Split long text into small pieces suitable for retrieval.

Adding metadata

Attach information to each chunk, such as:

  • Source file
  • Title
  • Page number
  • Tags

Vectorization

Turn text chunks into vectors that can be used for similarity retrieval.

Document processing pipeline for RAG

OCR, short for Optical Character Recognition, is the step that turns scanned pages or screenshots into text before cleaning and chunking.


Why is chunking so important?

Chunk size is a lot like deciding how much content to write on one flashcard when taking notes.

  • Too large: too much content in one piece, retrieval becomes less precise
  • Too small: not enough context, answers become fragmented

There is no single best setting, but you should always tune it for the task.

Think of it like this:

When making notes for an open-book exam, you would not paste the whole book into one giant poster, and you would not cut every single word into its own slip of paper.

Chunk size vs. overlap trade-off diagram

Reading hint

Start by looking at the central idea of “evidence completeness”: chunks that are too large make retrieval blunt, chunks that are too small cut evidence apart, and the value of overlap is to leave some buffer for information near boundaries.


A minimal runnable chunking example

import re

text = """
Refund policy:
If your learning progress is below 20% within 7 days after purchase, you can apply for a refund.
After 7 days, unconditional refunds are no longer supported.

Certificate description:
After completing all required items and passing the final test, you can receive a completion certificate.

Learning order:
It is recommended to study Python, data analysis, and machine learning first, and then move on to deep learning and large models.
""".strip()

def split_into_sentences(text):
parts = re.split(r"[。!?.!?\\n]+", text)
return [p.strip() for p in parts if p.strip()]

sentences = split_into_sentences(text)
print("Sentence list:")
for s in sentences:
print("-", s)

Expected output:

Sentence list:
- Refund policy:
- If your learning progress is below 20% within 7 days after purchase, you can apply for a refund
- After 7 days, unconditional refunds are no longer supported
- Certificate description:
- After completing all required items and passing the final test, you can receive a completion certificate
- Learning order:
- It is recommended to study Python, data analysis, and machine learning first, and then move on to deep learning and large models

If the sentences are already fairly short, you can use each sentence directly as a chunk. But more often, we combine several sentences into one chunk.


Chunking with overlap

Why do many RAG systems use chunk overlap?

Because information may land right on a chunk boundary. Adding a little overlap reduces the chance that context gets cut off.

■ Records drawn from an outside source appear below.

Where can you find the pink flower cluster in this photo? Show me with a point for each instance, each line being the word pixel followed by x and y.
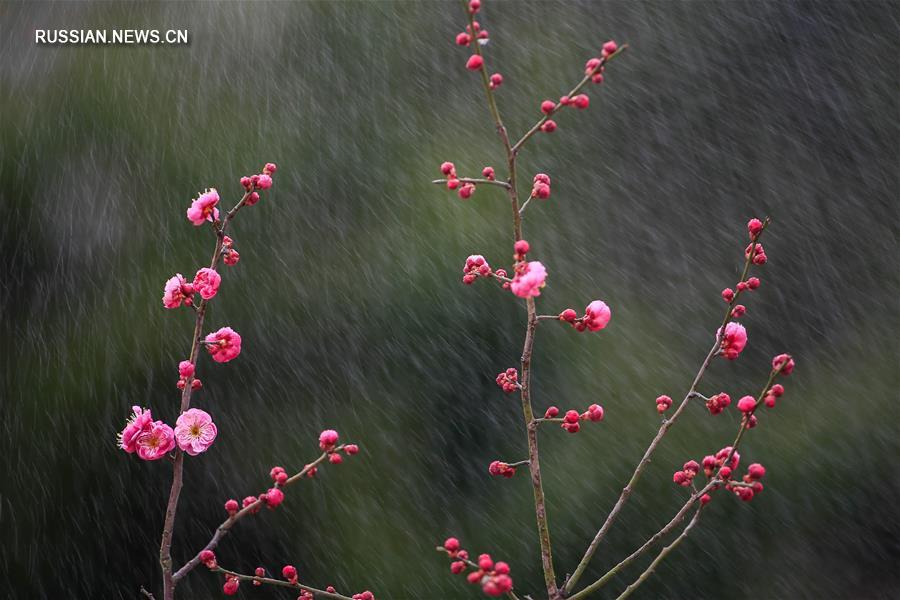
pixel 570 422
pixel 734 339
pixel 508 380
pixel 223 345
pixel 687 474
pixel 261 181
pixel 178 291
pixel 186 371
pixel 464 190
pixel 663 403
pixel 150 439
pixel 718 403
pixel 194 433
pixel 759 255
pixel 501 469
pixel 203 208
pixel 475 267
pixel 530 277
pixel 230 256
pixel 541 187
pixel 596 317
pixel 493 577
pixel 328 443
pixel 745 491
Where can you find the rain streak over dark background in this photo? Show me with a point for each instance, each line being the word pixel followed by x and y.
pixel 349 299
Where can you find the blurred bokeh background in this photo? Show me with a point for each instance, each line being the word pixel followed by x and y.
pixel 353 316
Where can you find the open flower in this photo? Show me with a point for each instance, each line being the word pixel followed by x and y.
pixel 224 345
pixel 195 431
pixel 139 421
pixel 529 280
pixel 734 338
pixel 155 441
pixel 597 315
pixel 204 208
pixel 177 291
pixel 206 283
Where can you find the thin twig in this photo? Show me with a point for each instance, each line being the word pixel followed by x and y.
pixel 659 558
pixel 281 583
pixel 664 427
pixel 502 184
pixel 223 529
pixel 165 546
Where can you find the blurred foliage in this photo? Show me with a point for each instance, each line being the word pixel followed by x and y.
pixel 349 301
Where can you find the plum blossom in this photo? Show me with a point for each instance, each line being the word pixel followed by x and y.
pixel 177 291
pixel 206 283
pixel 155 441
pixel 529 280
pixel 195 431
pixel 734 338
pixel 140 420
pixel 204 208
pixel 224 345
pixel 597 315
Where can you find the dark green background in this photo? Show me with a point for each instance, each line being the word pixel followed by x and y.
pixel 353 317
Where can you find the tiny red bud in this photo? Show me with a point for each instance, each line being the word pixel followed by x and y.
pixel 475 62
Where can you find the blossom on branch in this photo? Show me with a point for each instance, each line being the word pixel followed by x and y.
pixel 195 431
pixel 224 345
pixel 204 208
pixel 177 291
pixel 530 278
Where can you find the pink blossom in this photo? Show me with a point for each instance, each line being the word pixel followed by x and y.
pixel 597 315
pixel 327 439
pixel 195 431
pixel 224 345
pixel 155 441
pixel 529 280
pixel 264 182
pixel 274 497
pixel 663 403
pixel 784 362
pixel 208 558
pixel 140 421
pixel 185 368
pixel 177 291
pixel 230 256
pixel 747 404
pixel 206 283
pixel 733 340
pixel 204 208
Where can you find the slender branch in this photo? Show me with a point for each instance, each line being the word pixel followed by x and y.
pixel 165 547
pixel 666 425
pixel 645 460
pixel 223 529
pixel 679 516
pixel 659 558
pixel 282 583
pixel 711 485
pixel 502 184
pixel 534 464
pixel 510 594
pixel 537 126
pixel 525 204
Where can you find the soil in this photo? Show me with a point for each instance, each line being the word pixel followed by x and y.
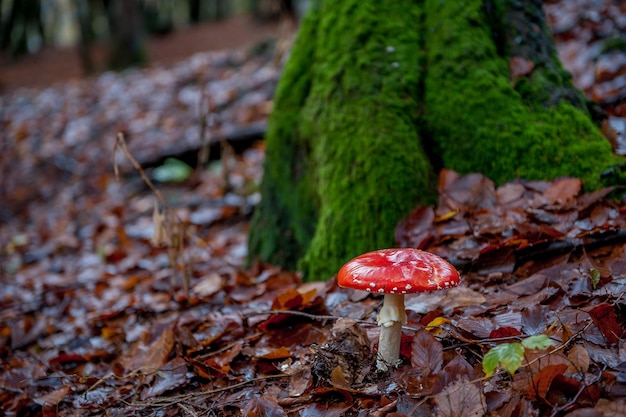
pixel 53 64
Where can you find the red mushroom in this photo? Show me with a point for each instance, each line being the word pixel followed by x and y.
pixel 395 272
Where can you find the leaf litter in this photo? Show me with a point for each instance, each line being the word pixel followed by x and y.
pixel 101 316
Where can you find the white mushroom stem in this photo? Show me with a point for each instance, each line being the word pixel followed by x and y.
pixel 390 319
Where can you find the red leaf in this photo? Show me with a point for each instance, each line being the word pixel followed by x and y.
pixel 427 352
pixel 605 318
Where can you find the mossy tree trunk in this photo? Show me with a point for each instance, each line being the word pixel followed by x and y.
pixel 377 96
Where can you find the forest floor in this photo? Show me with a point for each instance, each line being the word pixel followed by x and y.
pixel 126 296
pixel 63 64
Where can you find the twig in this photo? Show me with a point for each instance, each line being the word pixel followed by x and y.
pixel 166 401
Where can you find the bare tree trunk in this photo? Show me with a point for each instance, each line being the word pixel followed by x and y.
pixel 128 39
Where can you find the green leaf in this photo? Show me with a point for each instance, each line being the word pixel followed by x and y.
pixel 172 170
pixel 540 341
pixel 508 355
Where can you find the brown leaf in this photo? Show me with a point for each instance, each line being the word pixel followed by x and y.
pixel 605 318
pixel 457 368
pixel 264 406
pixel 427 353
pixel 579 359
pixel 461 398
pixel 415 230
pixel 563 191
pixel 169 377
pixel 52 398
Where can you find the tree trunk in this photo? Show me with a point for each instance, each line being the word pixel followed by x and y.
pixel 377 93
pixel 128 40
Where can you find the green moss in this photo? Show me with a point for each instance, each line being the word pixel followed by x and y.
pixel 482 124
pixel 366 82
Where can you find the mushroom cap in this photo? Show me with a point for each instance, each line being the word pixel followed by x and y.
pixel 398 271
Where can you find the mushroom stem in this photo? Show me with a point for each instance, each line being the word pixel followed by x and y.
pixel 390 319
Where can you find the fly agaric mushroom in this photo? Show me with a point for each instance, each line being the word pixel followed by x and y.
pixel 396 272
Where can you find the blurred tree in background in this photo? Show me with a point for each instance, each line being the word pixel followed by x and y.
pixel 122 25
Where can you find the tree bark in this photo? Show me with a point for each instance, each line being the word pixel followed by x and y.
pixel 377 93
pixel 128 39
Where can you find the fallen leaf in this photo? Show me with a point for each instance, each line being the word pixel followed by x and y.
pixel 427 353
pixel 460 397
pixel 605 318
pixel 520 67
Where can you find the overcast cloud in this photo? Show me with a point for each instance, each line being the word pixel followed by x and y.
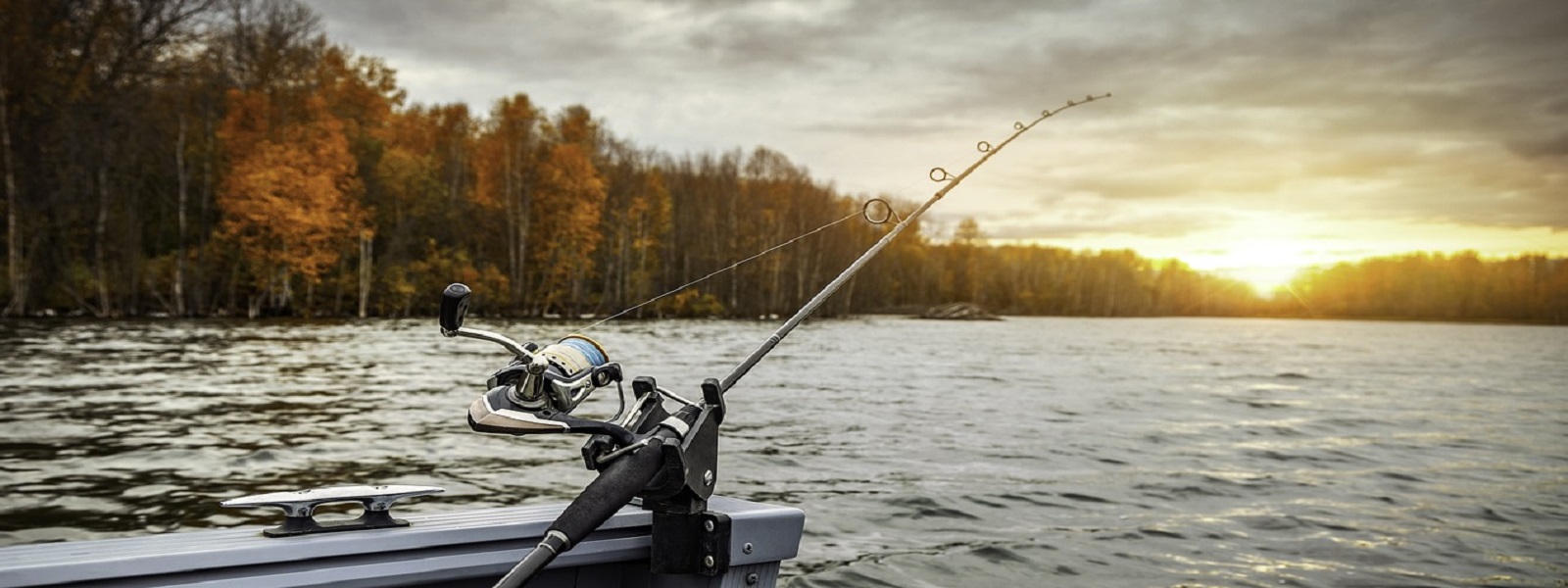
pixel 1308 114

def chunk_sentences(sentences, chunk_size=2, overlap=1):
if chunk_size - overlap <= 0:
raise ValueError("chunk_size must be greater than overlap")

chunks = []
start = 0
while start < len(sentences):
end = start + chunk_size
chunk = " ".join(sentences[start:end])
chunks.append(chunk)
start += chunk_size - overlap
return chunks

chunks = chunk_sentences(sentences, chunk_size=2, overlap=1)

print("Chunking result:")
for i, chunk in enumerate(chunks):
print(f"[chunk {i}] {chunk}")

Expected output:

Chunking result:
[chunk 0] Refund policy: If your learning progress is below 20% within 7 days after purchase, you can apply for a refund
[chunk 1] If your learning progress is below 20% within 7 days after purchase, you can apply for a refund After 7 days, unconditional refunds are no longer supported
[chunk 2] After 7 days, unconditional refunds are no longer supported Certificate description:
[chunk 3] Certificate description: After completing all required items and passing the final test, you can receive a completion certificate
[chunk 4] After completing all required items and passing the final test, you can receive a completion certificate Learning order:
[chunk 5] Learning order: It is recommended to study Python, data analysis, and machine learning first, and then move on to deep learning and large models
[chunk 6] It is recommended to study Python, data analysis, and machine learning first, and then move on to deep learning and large models

Overlap chunking output result map

This output also shows a real limitation of naive chunking: headings can stick to nearby content, and punctuation may be stripped. In production, keep source offsets and run a small chunk audit before indexing.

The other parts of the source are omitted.